Federal Lawsuit for Slave Reparations Dismissed Again
A federal lawsuit seeking reparations for descendants of slaves was dismissed for a second time on Wednesday. Even the inclusion of a 104 year old who plaintiff claimed to have lived in a slave hut with his family was not enough to save the lawsuit. (CentreDaily.com/Chicago Tribune, “Lawsuit seeking reparations for slavery dismissed again” July 6, 2005). Overlawyered previously reported on this case on Jan. 26 and Jan 30.
The secret of success is sincerity. Once you can fake that you’ve got it made.

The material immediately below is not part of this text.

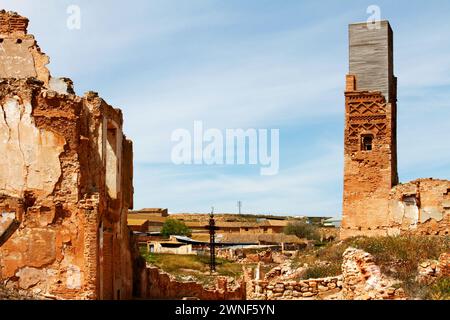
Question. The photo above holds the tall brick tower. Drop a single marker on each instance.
(370, 162)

From an American Trial Lawyers Association litigation practice tip:
Before you even open your mouth today in the courtroom the jurors will have had numerous discussions among themselves speculating as to the type of case they will be involved in. One or more of the jurors will have mentioned the McDonald’s case, and some will have told their individual stories about the latest outrageous acts of the judicial system . . . .
I have finally learned that unless I exhibit a great deal of agreement with the jurors regarding the “sad” state of our litigation system and the tremendous number of “frivolous” lawsuits that clog our courts, I have virtually no hope of convincing any juror that my case is not frivolous.